The entire Swedish army was wavering, many men retreating in a blind panic. However, two events occurred which saved them. First, the royal chaplain Jakob Fabricius gathered several officers and they all began to loudly sing a psalm. This act galvanized hundreds of Swedish soldiers, rallying them. At the same time, Major General Baron Dodo zu Innhausen und Knyphausen, third in command of the Swedish army, began to lead forward the Swedish reserve, which had been stationed several hundred yards to the rear of the initial army dispositions. The entry into the fighting of these fresh troops put even more courage into the wavering Swedes.

By 3:00 pm, Prince Bernhard had received the news of Gustavus' death, and rode from the Swedish left to the center to take command of the army. The prince vowed to avenge the death of the Swedish king or die trying. By this time, rumors of the king's death were running rampant. But, instead of demoralizing the Swedish soldiers, it galvanized them. Battle cries of "The King is dead! Avenge the King!" were heard on the battlefield. Over the next few hours, both armies fought bravely and brutally.

Finally, as the sun was setting at 6:00 pm, the Swedes captured the Imperialist artillery bastion. This final act finally cracked the Imperialist position.

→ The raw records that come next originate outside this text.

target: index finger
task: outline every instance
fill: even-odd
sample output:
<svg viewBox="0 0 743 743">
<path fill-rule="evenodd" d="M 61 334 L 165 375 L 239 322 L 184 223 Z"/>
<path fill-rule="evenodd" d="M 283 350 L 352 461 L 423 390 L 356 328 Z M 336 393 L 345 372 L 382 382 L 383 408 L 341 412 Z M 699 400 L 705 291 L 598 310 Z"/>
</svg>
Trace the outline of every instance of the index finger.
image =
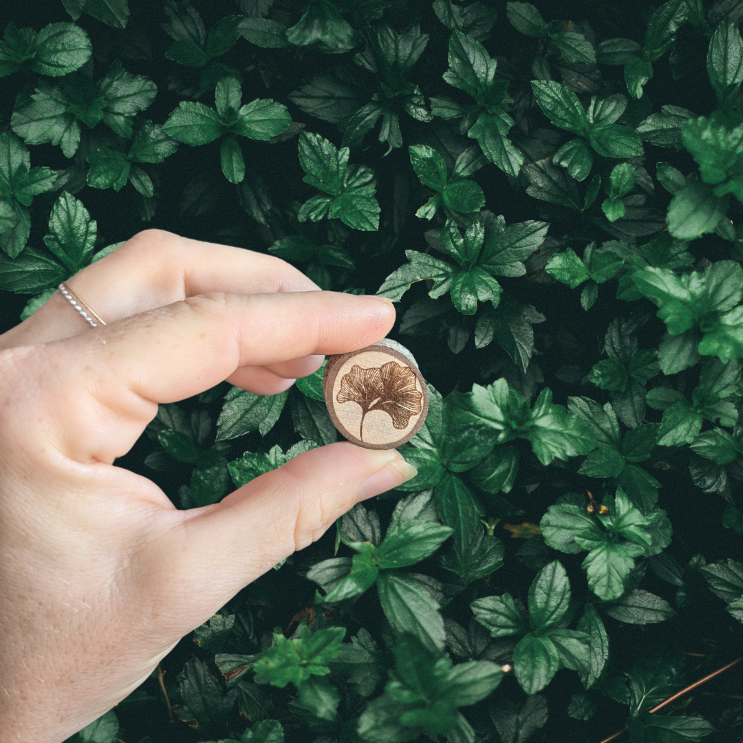
<svg viewBox="0 0 743 743">
<path fill-rule="evenodd" d="M 383 297 L 329 291 L 208 294 L 45 346 L 37 398 L 54 409 L 51 432 L 79 461 L 111 462 L 134 445 L 157 412 L 250 366 L 376 343 L 395 308 Z M 104 342 L 104 343 L 102 343 Z M 90 421 L 97 425 L 91 428 Z"/>
<path fill-rule="evenodd" d="M 255 294 L 319 288 L 274 256 L 202 242 L 162 230 L 137 233 L 68 281 L 111 324 L 197 294 Z M 30 317 L 0 338 L 0 348 L 45 343 L 88 330 L 53 294 Z"/>
</svg>

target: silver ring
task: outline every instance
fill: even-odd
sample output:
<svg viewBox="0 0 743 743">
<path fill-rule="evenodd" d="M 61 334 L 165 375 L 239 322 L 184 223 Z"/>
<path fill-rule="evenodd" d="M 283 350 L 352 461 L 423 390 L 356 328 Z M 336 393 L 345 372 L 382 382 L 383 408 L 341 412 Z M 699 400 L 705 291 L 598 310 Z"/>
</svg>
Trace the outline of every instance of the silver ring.
<svg viewBox="0 0 743 743">
<path fill-rule="evenodd" d="M 72 308 L 91 327 L 105 325 L 106 323 L 85 304 L 64 282 L 58 287 L 59 293 L 67 299 Z"/>
</svg>

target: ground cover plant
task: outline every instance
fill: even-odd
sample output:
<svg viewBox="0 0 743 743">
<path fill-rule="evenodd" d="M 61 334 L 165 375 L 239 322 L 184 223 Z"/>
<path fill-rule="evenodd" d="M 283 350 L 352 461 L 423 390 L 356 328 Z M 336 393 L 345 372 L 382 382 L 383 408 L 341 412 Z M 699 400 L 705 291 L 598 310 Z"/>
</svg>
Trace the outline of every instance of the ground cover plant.
<svg viewBox="0 0 743 743">
<path fill-rule="evenodd" d="M 743 741 L 742 20 L 3 4 L 2 329 L 159 227 L 390 297 L 429 384 L 418 476 L 73 743 Z M 337 439 L 321 374 L 160 406 L 119 464 L 215 502 Z"/>
</svg>

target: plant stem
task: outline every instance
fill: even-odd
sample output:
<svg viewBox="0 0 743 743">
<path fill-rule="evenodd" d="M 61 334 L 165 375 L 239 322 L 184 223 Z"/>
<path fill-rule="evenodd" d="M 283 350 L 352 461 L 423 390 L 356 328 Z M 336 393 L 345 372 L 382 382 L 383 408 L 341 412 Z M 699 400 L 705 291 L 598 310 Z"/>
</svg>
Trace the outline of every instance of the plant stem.
<svg viewBox="0 0 743 743">
<path fill-rule="evenodd" d="M 716 671 L 713 671 L 712 673 L 708 673 L 703 678 L 700 678 L 699 681 L 695 681 L 693 684 L 690 684 L 688 687 L 684 687 L 680 692 L 677 692 L 672 696 L 669 696 L 665 701 L 661 702 L 660 704 L 656 704 L 654 707 L 648 710 L 648 713 L 652 715 L 654 712 L 658 712 L 658 710 L 662 710 L 666 704 L 670 704 L 672 701 L 675 701 L 680 697 L 684 696 L 684 694 L 688 694 L 689 692 L 692 691 L 693 689 L 696 689 L 697 687 L 701 686 L 703 684 L 706 684 L 710 679 L 714 678 L 715 676 L 719 675 L 724 671 L 727 671 L 729 668 L 732 668 L 736 663 L 740 663 L 743 661 L 743 655 L 740 658 L 736 658 L 734 661 L 731 661 L 729 663 L 723 666 L 721 668 L 718 668 Z M 623 733 L 627 730 L 627 726 L 625 725 L 620 730 L 617 730 L 613 736 L 609 736 L 609 738 L 605 738 L 601 743 L 609 743 L 610 741 L 613 741 L 614 739 L 618 738 Z"/>
<path fill-rule="evenodd" d="M 163 690 L 163 696 L 165 697 L 165 704 L 168 707 L 168 719 L 172 722 L 173 721 L 173 710 L 170 706 L 170 700 L 168 698 L 168 692 L 165 690 L 165 683 L 163 681 L 163 677 L 165 675 L 165 672 L 163 671 L 163 664 L 161 663 L 158 663 L 158 681 L 160 683 L 160 688 Z"/>
</svg>

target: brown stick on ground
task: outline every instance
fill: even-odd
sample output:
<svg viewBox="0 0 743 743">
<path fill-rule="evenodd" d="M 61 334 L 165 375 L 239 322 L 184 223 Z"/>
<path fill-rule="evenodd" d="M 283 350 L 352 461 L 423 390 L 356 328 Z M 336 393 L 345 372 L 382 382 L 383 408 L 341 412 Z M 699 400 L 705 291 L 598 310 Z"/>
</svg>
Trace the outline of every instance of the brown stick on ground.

Shortly after sunset, Pappenheim's infantry arrived on the battlefield. Finding Wallenstein, the infantry's commander urged an immediate counterattack. Wallenstein, however, believed the situation lost and ordered the beaten army to retreat toward Leipzig. The battle of Lützen had ended.

Aftermath

The battle was a definite Protestant victory, as they retained the field. The Swedes sustained nearly 6000 casualties, 3400 dead and 1600 wounded and missing. Many of the missing eventually straggled back to the Swedish ranks over the following weeks. By contrast, most historians believe that the Imperialists suffered equal or perhaps fewer casualties.

The Imperialist army retired for the winter into Bohemia, basically leaving the Protestants in control of southeastern Germany. However, the death of Gustavus Adolphus removed the major unifying element for the German Protestant cause. As a consequence, Swedish military actions deteriorated over the next three years, culminating with major Swedish actions ending in 1635.

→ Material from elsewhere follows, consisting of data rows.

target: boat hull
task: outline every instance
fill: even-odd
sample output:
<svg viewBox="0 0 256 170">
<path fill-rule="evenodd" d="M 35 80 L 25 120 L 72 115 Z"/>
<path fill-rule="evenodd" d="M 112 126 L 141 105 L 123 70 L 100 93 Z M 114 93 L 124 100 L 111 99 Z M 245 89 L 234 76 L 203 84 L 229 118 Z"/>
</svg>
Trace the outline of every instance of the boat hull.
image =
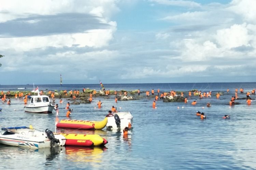
<svg viewBox="0 0 256 170">
<path fill-rule="evenodd" d="M 34 113 L 52 113 L 54 106 L 44 106 L 38 107 L 25 106 L 24 107 L 25 112 Z"/>
<path fill-rule="evenodd" d="M 106 139 L 97 134 L 72 133 L 60 134 L 66 138 L 66 146 L 98 146 L 104 145 L 108 143 Z"/>
<path fill-rule="evenodd" d="M 98 121 L 62 120 L 57 123 L 56 126 L 57 128 L 62 128 L 101 130 L 105 128 L 107 122 L 107 118 L 105 118 L 102 121 Z"/>
<path fill-rule="evenodd" d="M 120 129 L 124 129 L 126 127 L 128 127 L 129 123 L 132 124 L 133 116 L 130 112 L 118 112 L 116 113 L 120 119 Z M 111 130 L 118 129 L 118 128 L 115 122 L 114 116 L 108 117 L 108 123 L 106 125 L 107 129 Z"/>
</svg>

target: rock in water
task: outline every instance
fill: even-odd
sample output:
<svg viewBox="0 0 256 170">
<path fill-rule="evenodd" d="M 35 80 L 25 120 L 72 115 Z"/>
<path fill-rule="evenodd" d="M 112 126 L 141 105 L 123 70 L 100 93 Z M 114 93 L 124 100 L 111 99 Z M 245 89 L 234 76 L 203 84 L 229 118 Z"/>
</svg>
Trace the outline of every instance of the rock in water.
<svg viewBox="0 0 256 170">
<path fill-rule="evenodd" d="M 174 97 L 172 96 L 166 97 L 163 98 L 163 102 L 184 102 L 185 101 L 185 98 L 182 97 L 180 96 L 174 96 Z"/>
<path fill-rule="evenodd" d="M 80 103 L 79 103 L 79 102 L 75 101 L 70 103 L 70 104 L 80 104 Z"/>
</svg>

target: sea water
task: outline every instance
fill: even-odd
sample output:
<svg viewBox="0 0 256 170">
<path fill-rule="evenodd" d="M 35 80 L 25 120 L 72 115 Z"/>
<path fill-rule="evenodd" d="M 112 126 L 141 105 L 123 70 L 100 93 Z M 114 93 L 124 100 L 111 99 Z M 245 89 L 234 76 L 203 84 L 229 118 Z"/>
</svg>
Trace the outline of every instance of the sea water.
<svg viewBox="0 0 256 170">
<path fill-rule="evenodd" d="M 106 89 L 126 90 L 139 88 L 141 91 L 159 88 L 161 92 L 170 90 L 188 91 L 197 89 L 202 92 L 212 91 L 212 97 L 188 98 L 188 103 L 156 101 L 153 109 L 154 99 L 145 97 L 138 100 L 118 101 L 114 97 L 94 98 L 90 104 L 71 105 L 72 119 L 100 121 L 107 114 L 112 106 L 119 111 L 129 111 L 133 116 L 132 129 L 128 138 L 122 132 L 75 131 L 69 132 L 98 134 L 109 143 L 104 148 L 93 148 L 62 147 L 32 149 L 0 144 L 0 169 L 38 170 L 50 169 L 253 169 L 256 168 L 256 101 L 248 105 L 245 100 L 236 102 L 240 104 L 230 107 L 229 101 L 234 95 L 234 89 L 241 87 L 245 92 L 256 87 L 255 83 L 166 83 L 104 84 Z M 79 89 L 84 87 L 99 90 L 97 85 L 36 85 L 39 90 Z M 1 85 L 0 91 L 32 89 L 33 85 Z M 229 88 L 230 91 L 226 90 Z M 47 89 L 47 90 L 46 90 Z M 219 99 L 214 94 L 225 92 Z M 157 93 L 155 92 L 155 95 Z M 145 96 L 145 93 L 141 94 Z M 240 94 L 240 98 L 246 95 Z M 253 98 L 256 96 L 251 95 Z M 0 104 L 1 127 L 32 125 L 44 131 L 55 129 L 56 112 L 51 114 L 35 114 L 24 112 L 23 100 L 11 99 L 11 104 Z M 97 103 L 101 100 L 101 109 Z M 59 103 L 59 119 L 66 119 L 65 109 L 67 101 Z M 191 102 L 196 100 L 192 106 Z M 58 100 L 56 99 L 57 103 Z M 212 106 L 206 107 L 207 103 Z M 95 107 L 96 108 L 95 108 Z M 207 119 L 201 120 L 196 116 L 197 111 L 204 112 Z M 230 119 L 222 117 L 229 115 Z M 57 131 L 60 129 L 57 129 Z"/>
</svg>

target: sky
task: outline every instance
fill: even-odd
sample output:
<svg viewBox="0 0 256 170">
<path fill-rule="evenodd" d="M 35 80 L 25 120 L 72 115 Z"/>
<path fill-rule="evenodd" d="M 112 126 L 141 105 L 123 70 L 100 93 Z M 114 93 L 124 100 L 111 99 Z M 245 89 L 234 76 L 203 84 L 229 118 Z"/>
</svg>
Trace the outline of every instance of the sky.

Shortly after the Swedish exit, France entered the war on the side of Germany's Protestant population. This move was politically motivated, as France – a Catholic country through and through – still pursued a rivalry with the Spanish and Austrian Hapsburgs. France had been secretly providing financial backing to the Swedes throughout their campaigns in Germany. Eventually, French entry into the war brought it to a conclusion by the Peace of Westphalia in 1648.

Footnote #1: Gustavus Adolphus' body was transported back to Sweden, where it was buried in Riddarholmen Church in Stockholm, where it remains to this day (see photo below). There is a statue in the town of Lützen in his memory. Also, there is a stone, called the Schwedenstein (Swedenstone), covered by a gothic-style monument on the spot on the battlefield where he died. Close to this there is a memorial church in Gustavus' honor.

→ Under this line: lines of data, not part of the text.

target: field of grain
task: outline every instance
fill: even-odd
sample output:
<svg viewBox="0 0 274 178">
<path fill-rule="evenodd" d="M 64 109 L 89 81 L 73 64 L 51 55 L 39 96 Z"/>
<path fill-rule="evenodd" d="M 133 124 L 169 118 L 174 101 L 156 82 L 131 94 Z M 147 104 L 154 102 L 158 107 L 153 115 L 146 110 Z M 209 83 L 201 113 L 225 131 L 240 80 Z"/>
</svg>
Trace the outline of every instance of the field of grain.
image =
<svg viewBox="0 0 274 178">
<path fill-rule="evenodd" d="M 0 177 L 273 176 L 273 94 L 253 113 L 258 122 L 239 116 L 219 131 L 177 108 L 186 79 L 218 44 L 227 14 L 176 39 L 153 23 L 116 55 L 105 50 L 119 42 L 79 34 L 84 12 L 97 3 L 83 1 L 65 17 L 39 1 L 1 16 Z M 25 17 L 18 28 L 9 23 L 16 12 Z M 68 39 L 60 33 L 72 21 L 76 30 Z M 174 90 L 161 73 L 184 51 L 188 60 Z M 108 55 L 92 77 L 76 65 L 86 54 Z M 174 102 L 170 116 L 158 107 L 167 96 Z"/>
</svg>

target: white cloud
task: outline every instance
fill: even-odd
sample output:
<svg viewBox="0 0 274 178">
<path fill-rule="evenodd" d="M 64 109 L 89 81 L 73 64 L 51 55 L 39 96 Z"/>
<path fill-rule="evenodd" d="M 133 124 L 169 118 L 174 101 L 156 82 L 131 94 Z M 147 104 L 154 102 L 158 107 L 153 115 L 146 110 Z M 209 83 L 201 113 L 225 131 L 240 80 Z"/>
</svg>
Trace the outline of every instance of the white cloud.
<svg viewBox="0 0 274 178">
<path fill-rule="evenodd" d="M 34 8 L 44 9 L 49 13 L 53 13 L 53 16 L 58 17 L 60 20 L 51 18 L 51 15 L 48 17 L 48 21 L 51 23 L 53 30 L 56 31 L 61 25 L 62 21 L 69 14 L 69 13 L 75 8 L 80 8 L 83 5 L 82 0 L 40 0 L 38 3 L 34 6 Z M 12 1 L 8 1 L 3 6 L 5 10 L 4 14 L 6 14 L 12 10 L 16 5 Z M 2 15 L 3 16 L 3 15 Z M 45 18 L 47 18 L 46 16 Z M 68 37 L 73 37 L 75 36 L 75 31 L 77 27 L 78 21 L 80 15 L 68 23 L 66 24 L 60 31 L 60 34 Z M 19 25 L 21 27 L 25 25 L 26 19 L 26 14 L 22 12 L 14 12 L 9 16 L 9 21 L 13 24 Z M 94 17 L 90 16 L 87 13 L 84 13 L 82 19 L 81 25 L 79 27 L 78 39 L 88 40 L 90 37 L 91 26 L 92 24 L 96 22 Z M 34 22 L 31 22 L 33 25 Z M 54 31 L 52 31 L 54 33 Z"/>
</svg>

Gustavus Adolphus' coffin in Riddarholmen Church, Stockholm, Sweden
Gustavus Adolphus' coffin in Riddarholmen Church, Stockholm, Sweden

Footnote #2: Gustavus Adolphus acquired the nom de guerre of "Lion of the North" during his remarkable military career. This is also the title of a children's adventure novel, written by British author G.A. Henty and published in 1886. Coincidentally, Mr. Henty died on November 16, 1902. There is also a boardgame of the same name produced by GMT Games of Hanford, CA.

Footnote #3: Gustavus Adolphus College in Saint Peter, Minnesota, a private liberal arts college, is also named for the Swedish monarch. It holds an annual Nobel Conference, which features Nobel Laureates and other world-renowned scholars explaining their expertise to a general audience.

Footnote #4: The Swedish monarch is also a central character in the "Ring of Fire" altenative history novels by Eric Flint and other authors. In these stories, Gustavus avoids death at Lützen, brings 21st century and democracy to central Europe, and expands the Swedish Empire.